Por Ignacio Álvarez Alcorta para NLI

La investigación se desató luego de una denuncia penal presentada por el secretario general de la Asociación de Trabajadores del Estado (ATE) Seccional Trelew, José Severiche, quien aseguró ante la Fiscalía que Carpintero lo contactó para ofrecerle una retribución económica con el fin de que promoviera un conflicto gremial que —según dijo— pudiera impedir que las clases comenzaran con normalidad.
La Unidad Fiscal Especializada en Delitos contra la Administración Pública provincial, a cargo de la fiscal Julieta Gamarra, ordenó los procedimientos judiciales, en los que se secuestraron teléfonos celulares y cámaras de seguridad de la empresa donde presumiblemente se realizó la reunión.
Denuncia y acusaciones
Según el relato del dirigente sindical, Carpintero le habría ofrecido dinero a Severiche, asegurándole que si generaba “un quilombo” previo al inicio de clases —con paros o acciones gremiales significativas— él recibiría una compensación económica y luego se discutirían paritarias que lo beneficiarían. El dirigente aportó a la causa conversaciones y otros indicios que, según dijo, respaldan su denuncia.
Para los denunciantes, detrás de la maniobra existe un trasfondo político y económico: fuentes judiciales y del gobierno provincial señalaron que el objetivo del ofrecimiento sería no sólo obstaculizar el comienzo de las clases, sino causar un perjuicio político al actual gobernador de Chubut, Ignacio Torres, y proteger intereses vinculados a empresarios con deudas impositivas y presión contra iniciativas legislativas como la “Ley de Ficha Limpia para la Pesca”.
Respuesta del Estado y querella oficial
El Gobierno de Chubut anunció que actuará como querellante en la causa, con el ministro de Educación, José Luis Punta, calificando la situación como “grave” y expresando que ninguna acción de esta naturaleza será tolerada cuando se intenta afectar el normal funcionamiento del sistema educativo. Punta sostuvo que la educación es un pilar de la sociedad y que “no se puede permitir que sectores o personas atenten contra la organización y la provincia”.

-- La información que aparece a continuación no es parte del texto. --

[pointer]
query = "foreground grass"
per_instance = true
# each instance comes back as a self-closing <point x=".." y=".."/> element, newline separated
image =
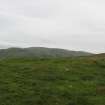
<point x="69" y="81"/>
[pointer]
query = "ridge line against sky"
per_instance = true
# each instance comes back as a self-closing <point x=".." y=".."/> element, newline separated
<point x="68" y="24"/>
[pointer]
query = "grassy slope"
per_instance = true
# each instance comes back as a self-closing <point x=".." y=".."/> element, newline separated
<point x="72" y="81"/>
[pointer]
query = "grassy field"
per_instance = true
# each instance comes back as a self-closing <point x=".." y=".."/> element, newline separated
<point x="60" y="81"/>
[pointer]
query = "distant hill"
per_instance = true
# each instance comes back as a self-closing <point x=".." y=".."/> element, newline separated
<point x="39" y="52"/>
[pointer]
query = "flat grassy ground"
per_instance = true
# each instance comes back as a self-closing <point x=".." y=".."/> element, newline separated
<point x="62" y="81"/>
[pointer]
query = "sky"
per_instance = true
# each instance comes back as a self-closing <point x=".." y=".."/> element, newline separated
<point x="68" y="24"/>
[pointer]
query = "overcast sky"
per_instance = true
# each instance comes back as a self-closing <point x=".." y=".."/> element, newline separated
<point x="69" y="24"/>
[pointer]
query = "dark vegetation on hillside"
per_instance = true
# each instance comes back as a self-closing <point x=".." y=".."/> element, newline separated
<point x="60" y="81"/>
<point x="39" y="52"/>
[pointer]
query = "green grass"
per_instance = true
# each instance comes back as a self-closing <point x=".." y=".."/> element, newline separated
<point x="61" y="81"/>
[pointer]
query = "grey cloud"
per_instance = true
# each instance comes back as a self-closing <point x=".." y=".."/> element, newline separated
<point x="71" y="24"/>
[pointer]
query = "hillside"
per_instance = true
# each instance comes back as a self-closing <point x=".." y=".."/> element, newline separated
<point x="57" y="81"/>
<point x="39" y="52"/>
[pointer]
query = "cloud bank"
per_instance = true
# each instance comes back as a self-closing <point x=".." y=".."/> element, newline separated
<point x="69" y="24"/>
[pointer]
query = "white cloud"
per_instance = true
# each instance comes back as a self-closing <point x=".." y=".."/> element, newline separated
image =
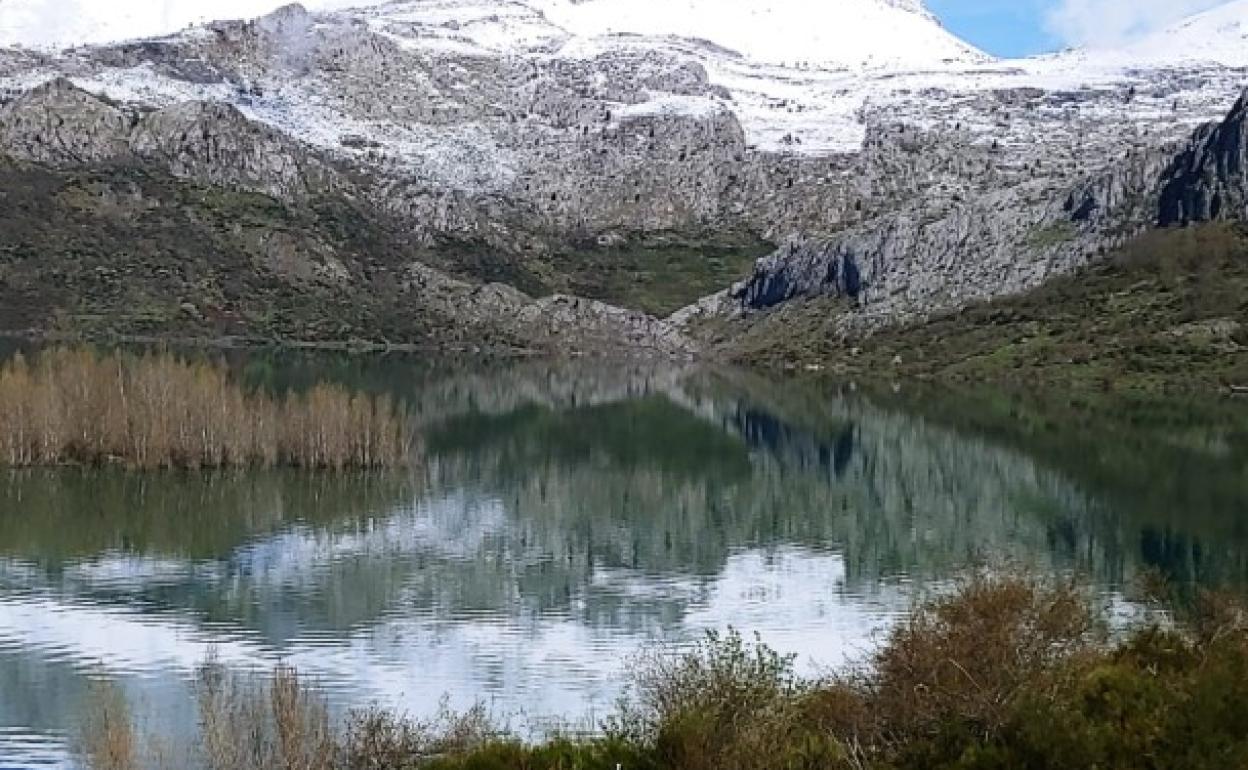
<point x="1105" y="23"/>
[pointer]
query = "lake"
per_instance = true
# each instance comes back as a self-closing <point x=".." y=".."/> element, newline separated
<point x="568" y="514"/>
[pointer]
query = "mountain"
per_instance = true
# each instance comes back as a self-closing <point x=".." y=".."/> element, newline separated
<point x="637" y="154"/>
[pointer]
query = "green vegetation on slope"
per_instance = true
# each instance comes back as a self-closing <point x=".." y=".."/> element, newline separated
<point x="135" y="252"/>
<point x="1168" y="311"/>
<point x="1005" y="673"/>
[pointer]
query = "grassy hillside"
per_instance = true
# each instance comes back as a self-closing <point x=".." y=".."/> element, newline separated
<point x="1167" y="312"/>
<point x="135" y="252"/>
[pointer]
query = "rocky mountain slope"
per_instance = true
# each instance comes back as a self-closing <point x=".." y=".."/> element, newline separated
<point x="486" y="142"/>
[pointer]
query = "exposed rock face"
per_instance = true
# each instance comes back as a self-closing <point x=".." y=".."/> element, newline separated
<point x="472" y="130"/>
<point x="1207" y="180"/>
<point x="63" y="125"/>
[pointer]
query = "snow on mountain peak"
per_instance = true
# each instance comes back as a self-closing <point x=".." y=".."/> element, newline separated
<point x="838" y="33"/>
<point x="1218" y="35"/>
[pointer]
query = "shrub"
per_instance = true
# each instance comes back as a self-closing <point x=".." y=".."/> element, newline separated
<point x="157" y="411"/>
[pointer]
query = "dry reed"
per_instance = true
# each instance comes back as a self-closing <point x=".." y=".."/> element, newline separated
<point x="159" y="411"/>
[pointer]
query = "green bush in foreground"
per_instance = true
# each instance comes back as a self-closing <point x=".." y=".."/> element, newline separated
<point x="1005" y="673"/>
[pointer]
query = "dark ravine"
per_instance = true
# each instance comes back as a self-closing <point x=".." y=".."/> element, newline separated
<point x="597" y="214"/>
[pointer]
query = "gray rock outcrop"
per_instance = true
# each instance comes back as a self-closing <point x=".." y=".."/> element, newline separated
<point x="1207" y="180"/>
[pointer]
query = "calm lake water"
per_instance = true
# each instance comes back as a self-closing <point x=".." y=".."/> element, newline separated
<point x="567" y="516"/>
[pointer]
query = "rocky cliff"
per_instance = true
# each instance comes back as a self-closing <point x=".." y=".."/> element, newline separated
<point x="1207" y="180"/>
<point x="524" y="142"/>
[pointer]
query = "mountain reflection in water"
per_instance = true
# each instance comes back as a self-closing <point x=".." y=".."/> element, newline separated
<point x="569" y="513"/>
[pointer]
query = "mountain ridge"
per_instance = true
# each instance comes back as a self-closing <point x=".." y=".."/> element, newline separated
<point x="493" y="144"/>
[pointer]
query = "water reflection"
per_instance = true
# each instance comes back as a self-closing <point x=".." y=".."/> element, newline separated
<point x="570" y="512"/>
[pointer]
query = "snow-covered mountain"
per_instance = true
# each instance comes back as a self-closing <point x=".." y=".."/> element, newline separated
<point x="860" y="130"/>
<point x="849" y="33"/>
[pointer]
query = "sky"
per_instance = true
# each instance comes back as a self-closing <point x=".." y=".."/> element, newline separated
<point x="1021" y="28"/>
<point x="1004" y="28"/>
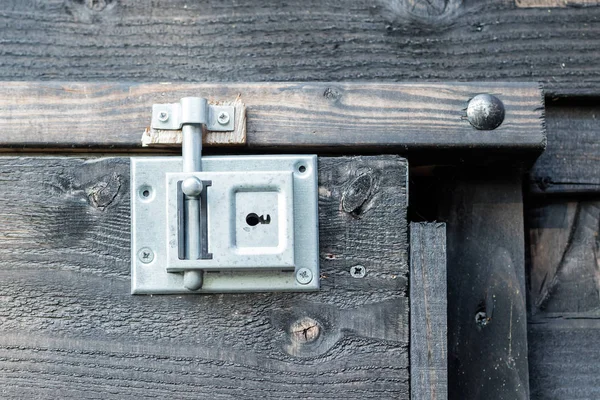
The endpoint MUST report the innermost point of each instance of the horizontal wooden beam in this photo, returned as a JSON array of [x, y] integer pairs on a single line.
[[310, 116], [254, 40], [71, 329]]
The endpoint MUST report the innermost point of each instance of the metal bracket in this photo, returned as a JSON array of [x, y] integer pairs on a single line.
[[221, 224]]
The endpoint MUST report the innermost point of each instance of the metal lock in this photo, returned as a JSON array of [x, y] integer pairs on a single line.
[[221, 224]]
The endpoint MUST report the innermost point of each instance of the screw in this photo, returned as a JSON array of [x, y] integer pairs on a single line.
[[163, 116], [304, 276], [481, 319], [146, 255], [223, 118], [485, 112], [192, 187], [358, 271]]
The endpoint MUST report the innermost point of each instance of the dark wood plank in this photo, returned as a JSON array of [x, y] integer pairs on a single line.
[[428, 309], [253, 40], [571, 161], [487, 331], [70, 329], [564, 332], [564, 356], [315, 116]]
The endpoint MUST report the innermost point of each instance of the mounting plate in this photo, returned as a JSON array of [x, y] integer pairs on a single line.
[[261, 224]]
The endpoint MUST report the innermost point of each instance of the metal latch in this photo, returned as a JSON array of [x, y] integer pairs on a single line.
[[221, 224]]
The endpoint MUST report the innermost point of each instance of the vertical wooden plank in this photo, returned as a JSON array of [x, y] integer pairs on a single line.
[[487, 331], [428, 308]]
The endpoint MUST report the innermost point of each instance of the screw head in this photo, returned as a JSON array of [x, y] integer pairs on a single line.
[[358, 271], [192, 187], [304, 276], [223, 118], [163, 116], [485, 112], [146, 255]]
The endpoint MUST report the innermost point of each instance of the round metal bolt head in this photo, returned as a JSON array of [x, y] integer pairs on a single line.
[[192, 187], [485, 112], [192, 280], [163, 116], [223, 118], [358, 271], [146, 255], [304, 276]]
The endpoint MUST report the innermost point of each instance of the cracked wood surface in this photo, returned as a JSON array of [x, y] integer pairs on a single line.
[[70, 329], [487, 315], [428, 312], [325, 40], [564, 330]]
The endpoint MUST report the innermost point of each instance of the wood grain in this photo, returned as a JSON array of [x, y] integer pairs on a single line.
[[557, 3], [428, 310], [487, 315], [70, 329], [564, 330], [310, 116], [254, 40], [571, 161]]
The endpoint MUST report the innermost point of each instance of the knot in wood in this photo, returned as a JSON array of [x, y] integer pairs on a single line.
[[332, 93], [430, 13], [96, 5], [357, 194], [305, 330]]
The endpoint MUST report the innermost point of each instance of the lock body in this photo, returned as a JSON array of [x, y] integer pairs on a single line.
[[254, 225]]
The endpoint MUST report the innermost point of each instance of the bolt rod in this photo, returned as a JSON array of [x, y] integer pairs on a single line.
[[191, 151]]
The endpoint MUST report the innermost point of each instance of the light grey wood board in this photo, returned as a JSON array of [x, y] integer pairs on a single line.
[[292, 116], [428, 312]]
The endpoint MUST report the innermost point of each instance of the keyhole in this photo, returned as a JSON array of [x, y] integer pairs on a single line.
[[254, 219]]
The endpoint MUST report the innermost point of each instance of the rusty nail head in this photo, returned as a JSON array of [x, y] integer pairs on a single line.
[[358, 271], [485, 112], [146, 255]]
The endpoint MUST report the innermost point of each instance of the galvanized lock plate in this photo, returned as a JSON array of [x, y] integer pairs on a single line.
[[261, 224]]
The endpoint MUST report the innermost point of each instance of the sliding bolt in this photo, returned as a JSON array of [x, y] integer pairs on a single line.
[[223, 118]]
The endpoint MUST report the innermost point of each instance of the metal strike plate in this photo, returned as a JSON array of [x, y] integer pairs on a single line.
[[261, 224], [173, 116]]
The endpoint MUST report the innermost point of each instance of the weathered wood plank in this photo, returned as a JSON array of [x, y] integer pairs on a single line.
[[557, 3], [564, 330], [338, 116], [250, 40], [487, 331], [564, 356], [571, 162], [70, 329], [428, 309]]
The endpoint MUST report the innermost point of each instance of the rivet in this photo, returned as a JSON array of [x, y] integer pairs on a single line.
[[146, 255], [192, 280], [358, 271], [485, 112], [192, 187], [223, 118], [304, 276], [163, 116]]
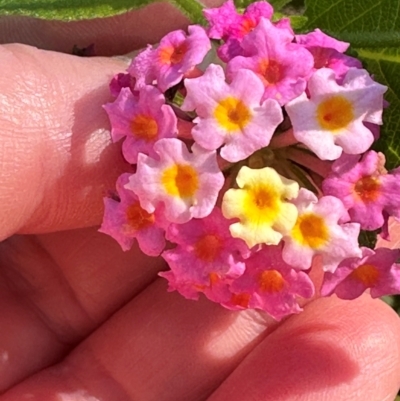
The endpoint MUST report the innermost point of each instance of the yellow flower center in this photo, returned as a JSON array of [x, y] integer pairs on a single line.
[[270, 71], [173, 55], [262, 204], [232, 114], [208, 247], [137, 217], [367, 274], [310, 230], [144, 127], [271, 281], [180, 180], [367, 189], [335, 113]]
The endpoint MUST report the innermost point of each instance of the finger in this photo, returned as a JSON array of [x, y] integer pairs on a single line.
[[55, 154], [117, 35], [334, 349], [58, 288], [160, 346]]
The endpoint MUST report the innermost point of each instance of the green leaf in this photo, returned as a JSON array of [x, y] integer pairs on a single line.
[[373, 29], [296, 21], [69, 10], [353, 15], [367, 238]]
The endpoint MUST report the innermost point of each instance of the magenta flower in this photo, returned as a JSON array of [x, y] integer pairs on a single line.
[[331, 120], [365, 188], [141, 68], [227, 24], [122, 80], [205, 253], [187, 184], [142, 120], [270, 284], [319, 230], [269, 52], [233, 114], [375, 270], [328, 52], [125, 220]]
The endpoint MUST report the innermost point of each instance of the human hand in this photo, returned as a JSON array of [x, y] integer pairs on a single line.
[[83, 321]]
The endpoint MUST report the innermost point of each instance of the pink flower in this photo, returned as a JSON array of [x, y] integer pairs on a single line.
[[227, 24], [319, 230], [120, 81], [205, 253], [331, 120], [375, 270], [328, 52], [269, 52], [187, 184], [270, 284], [176, 55], [142, 120], [125, 220], [141, 67], [365, 188], [231, 114]]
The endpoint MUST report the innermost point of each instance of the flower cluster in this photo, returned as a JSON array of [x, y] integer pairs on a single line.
[[251, 147]]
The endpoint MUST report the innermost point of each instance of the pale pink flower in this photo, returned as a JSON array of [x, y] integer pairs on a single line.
[[141, 119], [231, 115], [331, 120], [320, 230], [187, 184], [367, 190]]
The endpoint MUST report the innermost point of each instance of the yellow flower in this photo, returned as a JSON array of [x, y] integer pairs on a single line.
[[261, 206]]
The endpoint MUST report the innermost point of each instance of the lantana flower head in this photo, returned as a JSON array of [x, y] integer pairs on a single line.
[[250, 161], [376, 270], [142, 119], [366, 188], [205, 253], [176, 55], [331, 120], [269, 52], [270, 284], [125, 220], [232, 114], [187, 184], [261, 205], [320, 230]]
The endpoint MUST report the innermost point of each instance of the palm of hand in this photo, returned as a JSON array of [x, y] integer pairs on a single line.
[[83, 321]]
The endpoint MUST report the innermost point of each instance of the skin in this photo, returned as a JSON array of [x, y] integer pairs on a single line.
[[83, 321]]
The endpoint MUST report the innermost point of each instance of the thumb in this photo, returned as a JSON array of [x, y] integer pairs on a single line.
[[55, 153]]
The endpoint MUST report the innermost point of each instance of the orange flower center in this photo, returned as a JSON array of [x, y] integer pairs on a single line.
[[367, 274], [137, 217], [270, 71], [173, 54], [367, 189]]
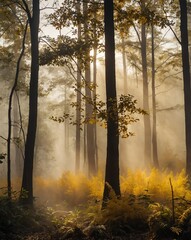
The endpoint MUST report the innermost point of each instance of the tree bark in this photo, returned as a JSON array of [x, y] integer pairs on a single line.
[[89, 109], [154, 132], [10, 114], [112, 158], [147, 124], [186, 81], [27, 181], [78, 111], [124, 66]]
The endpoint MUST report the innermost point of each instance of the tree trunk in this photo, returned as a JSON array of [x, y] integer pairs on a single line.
[[27, 181], [78, 111], [89, 110], [186, 80], [147, 124], [124, 66], [10, 114], [95, 84], [112, 159], [154, 132]]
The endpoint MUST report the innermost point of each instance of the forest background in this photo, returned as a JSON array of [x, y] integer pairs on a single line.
[[53, 62]]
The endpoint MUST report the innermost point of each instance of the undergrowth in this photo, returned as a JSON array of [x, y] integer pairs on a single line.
[[74, 201]]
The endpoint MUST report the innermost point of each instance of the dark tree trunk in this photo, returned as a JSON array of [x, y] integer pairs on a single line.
[[27, 181], [10, 114], [154, 132], [95, 83], [124, 66], [112, 159], [147, 124], [78, 111], [186, 80], [89, 109]]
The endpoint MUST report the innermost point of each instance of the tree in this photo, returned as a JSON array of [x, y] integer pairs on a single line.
[[112, 158], [186, 81], [78, 97], [27, 180], [9, 112], [154, 132]]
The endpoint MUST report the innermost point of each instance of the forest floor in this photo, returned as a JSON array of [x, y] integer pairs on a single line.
[[36, 224]]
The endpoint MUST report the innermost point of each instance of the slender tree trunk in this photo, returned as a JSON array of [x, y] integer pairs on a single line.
[[186, 81], [78, 111], [124, 66], [89, 110], [27, 181], [10, 114], [16, 136], [147, 124], [112, 159], [154, 132], [95, 84]]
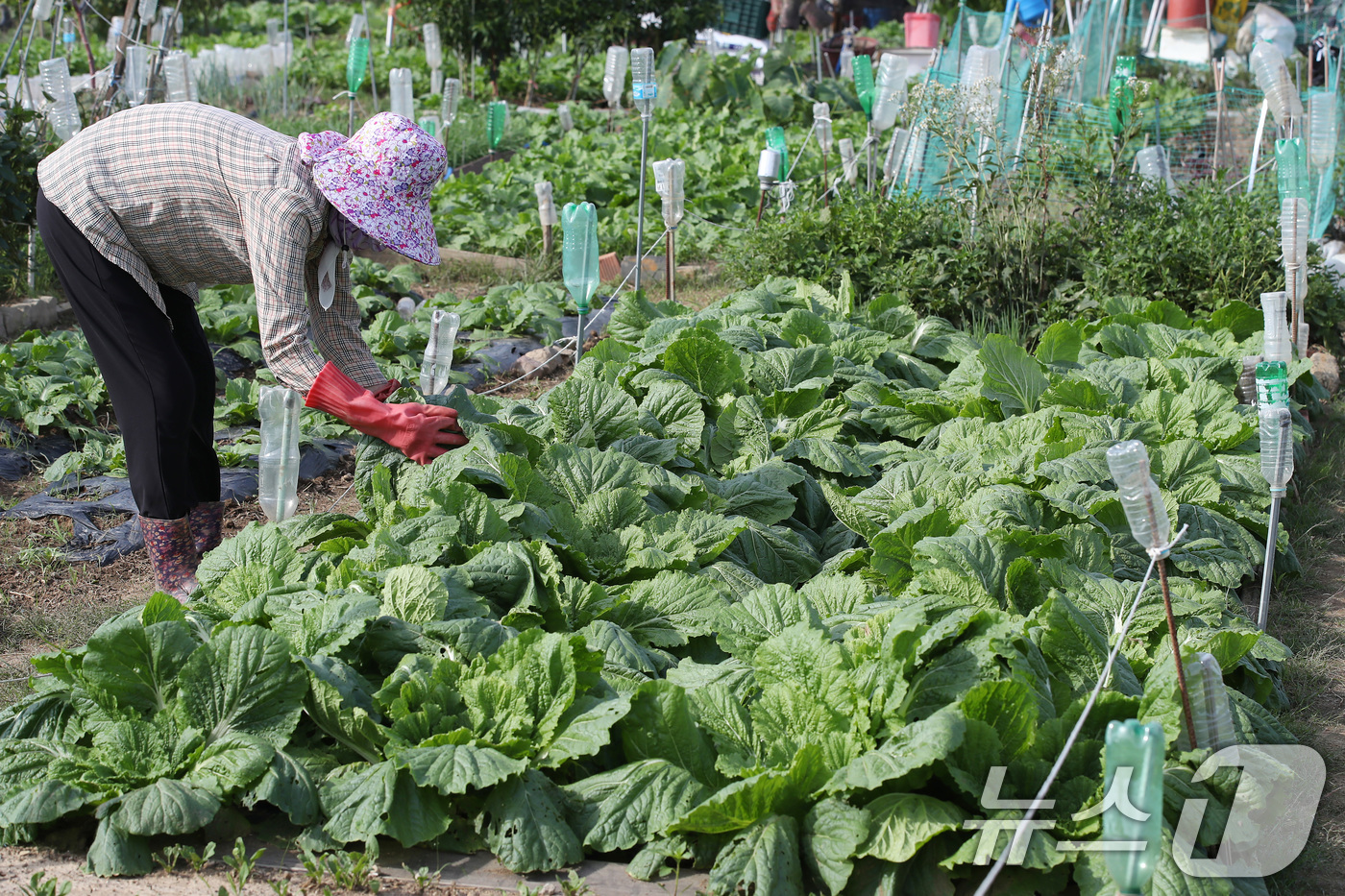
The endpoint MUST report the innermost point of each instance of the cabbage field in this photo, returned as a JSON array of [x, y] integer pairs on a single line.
[[766, 588]]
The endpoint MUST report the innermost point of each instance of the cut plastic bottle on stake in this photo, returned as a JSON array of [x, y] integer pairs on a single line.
[[439, 351], [1139, 496], [547, 213], [864, 86], [401, 93], [578, 254], [278, 462], [1133, 781], [1274, 305], [356, 63], [890, 90], [822, 127], [670, 183], [775, 140], [614, 76], [497, 118], [448, 105], [1273, 383], [1210, 709], [645, 89], [1277, 446]]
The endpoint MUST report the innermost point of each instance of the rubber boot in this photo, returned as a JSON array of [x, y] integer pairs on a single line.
[[172, 554], [206, 521]]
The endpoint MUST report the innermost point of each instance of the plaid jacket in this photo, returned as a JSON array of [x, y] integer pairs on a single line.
[[188, 194]]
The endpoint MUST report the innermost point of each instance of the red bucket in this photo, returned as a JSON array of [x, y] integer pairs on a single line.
[[921, 30]]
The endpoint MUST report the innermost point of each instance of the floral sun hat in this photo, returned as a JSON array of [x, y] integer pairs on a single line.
[[380, 181]]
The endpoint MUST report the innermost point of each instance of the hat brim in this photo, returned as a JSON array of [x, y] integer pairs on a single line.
[[354, 187]]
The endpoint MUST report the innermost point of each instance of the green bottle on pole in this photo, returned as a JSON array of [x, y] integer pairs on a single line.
[[1133, 794]]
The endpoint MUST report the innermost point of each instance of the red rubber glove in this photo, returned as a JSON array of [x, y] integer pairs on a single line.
[[423, 432]]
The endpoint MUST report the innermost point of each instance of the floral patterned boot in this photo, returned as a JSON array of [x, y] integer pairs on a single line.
[[172, 554], [206, 521]]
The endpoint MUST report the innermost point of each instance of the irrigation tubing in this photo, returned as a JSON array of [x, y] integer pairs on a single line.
[[1154, 556]]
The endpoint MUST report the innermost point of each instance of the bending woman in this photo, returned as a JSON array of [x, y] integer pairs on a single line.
[[143, 206]]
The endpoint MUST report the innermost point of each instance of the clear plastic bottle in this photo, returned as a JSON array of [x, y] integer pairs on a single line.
[[1277, 444], [1273, 383], [1274, 305], [137, 73], [670, 183], [822, 125], [645, 89], [278, 463], [448, 107], [1134, 761], [439, 351], [614, 76], [1321, 113], [1139, 496], [1212, 720], [547, 213], [578, 260], [177, 76], [890, 90], [401, 93], [433, 56]]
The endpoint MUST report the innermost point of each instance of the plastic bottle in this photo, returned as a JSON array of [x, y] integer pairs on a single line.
[[1273, 383], [448, 107], [1277, 444], [890, 90], [439, 351], [670, 182], [849, 163], [578, 258], [614, 76], [433, 56], [1152, 163], [822, 125], [1277, 328], [497, 118], [1139, 496], [775, 140], [401, 93], [1134, 762], [356, 63], [864, 86], [177, 76], [645, 89], [137, 73], [547, 214], [1212, 718], [278, 463]]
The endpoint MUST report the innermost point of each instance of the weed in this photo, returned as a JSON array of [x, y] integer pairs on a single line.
[[42, 885], [241, 866]]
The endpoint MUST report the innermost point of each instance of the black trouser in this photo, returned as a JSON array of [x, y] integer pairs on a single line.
[[159, 372]]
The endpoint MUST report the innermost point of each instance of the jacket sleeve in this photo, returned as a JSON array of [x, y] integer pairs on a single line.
[[279, 234]]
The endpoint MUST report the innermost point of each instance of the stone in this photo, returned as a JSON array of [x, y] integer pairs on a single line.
[[1327, 370]]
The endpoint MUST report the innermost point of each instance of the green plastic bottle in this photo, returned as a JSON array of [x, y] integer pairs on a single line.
[[356, 63], [1291, 168], [1133, 790], [578, 254], [497, 116], [864, 83], [775, 140]]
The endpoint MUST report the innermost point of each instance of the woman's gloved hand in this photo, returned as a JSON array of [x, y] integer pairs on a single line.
[[423, 432]]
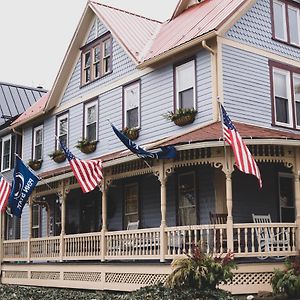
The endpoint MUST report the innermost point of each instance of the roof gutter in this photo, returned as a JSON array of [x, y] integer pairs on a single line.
[[177, 49]]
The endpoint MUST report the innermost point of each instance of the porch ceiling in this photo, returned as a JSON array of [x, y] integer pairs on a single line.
[[208, 133]]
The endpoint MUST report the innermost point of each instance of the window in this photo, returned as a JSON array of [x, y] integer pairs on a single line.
[[131, 213], [185, 85], [187, 199], [36, 220], [96, 59], [286, 95], [62, 130], [6, 153], [286, 22], [132, 105], [38, 143], [90, 121]]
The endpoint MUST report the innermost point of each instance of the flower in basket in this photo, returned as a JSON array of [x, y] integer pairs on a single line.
[[35, 164], [58, 156], [181, 116], [132, 133], [86, 146]]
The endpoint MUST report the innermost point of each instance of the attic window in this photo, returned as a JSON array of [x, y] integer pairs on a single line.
[[96, 59]]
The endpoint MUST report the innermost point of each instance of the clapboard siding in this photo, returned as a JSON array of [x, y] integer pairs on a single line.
[[255, 28], [246, 83], [121, 65]]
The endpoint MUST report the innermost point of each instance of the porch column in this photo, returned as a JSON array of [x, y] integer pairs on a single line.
[[62, 200], [229, 210], [297, 204], [104, 220], [30, 230]]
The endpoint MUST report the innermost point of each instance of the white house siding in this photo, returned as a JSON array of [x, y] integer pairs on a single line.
[[246, 83], [255, 29], [121, 65]]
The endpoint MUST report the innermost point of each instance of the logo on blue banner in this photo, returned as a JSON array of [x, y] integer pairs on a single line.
[[23, 184]]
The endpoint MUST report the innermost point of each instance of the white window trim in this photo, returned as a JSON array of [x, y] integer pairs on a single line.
[[177, 69], [64, 116], [298, 23], [289, 95], [4, 139], [86, 107], [130, 86], [283, 8], [41, 127]]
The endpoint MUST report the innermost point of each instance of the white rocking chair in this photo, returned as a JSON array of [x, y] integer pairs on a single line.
[[269, 240]]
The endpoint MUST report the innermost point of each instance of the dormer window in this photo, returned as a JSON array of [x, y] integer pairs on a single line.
[[96, 59], [185, 85], [286, 22]]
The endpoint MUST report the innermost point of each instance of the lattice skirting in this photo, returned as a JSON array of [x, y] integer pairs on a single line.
[[123, 277]]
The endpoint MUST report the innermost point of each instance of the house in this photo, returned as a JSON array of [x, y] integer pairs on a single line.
[[14, 100], [132, 70]]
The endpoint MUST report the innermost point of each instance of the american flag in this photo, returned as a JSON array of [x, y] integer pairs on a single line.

El gobernador, según fuentes oficiales, respaldó la decisión de presentarse como querellante y de “defender a ultranza” el inicio de clases. El fiscal continúa analizando la evidencia secuestrada y no se descarta que surjan nuevas líneas de investigación a medida que avance la causa.
Defensa y miradas contrapuestas
La defensa de Carpintero cuestionó la actuación judicial, acusando a la fiscalía de actuar sin fundamentos sólidos y señalando que reuniones con sindicalistas son habituales en la política y no constituyen delitos por sí mismas. Esta postura abre un cruce político-judicial que promete tensar aún más el clima en la provincia en pleno arranque del ciclo lectivo.
La causa sigue su curso y, de confirmarse las acusaciones, podría implicar consecuencias penales de gran alcance para los involucrados, además de dejar un saldo de debate profundo sobre la utilización de conflictos sociales como herramientas de presión política en contextos electorales y de gestión pública.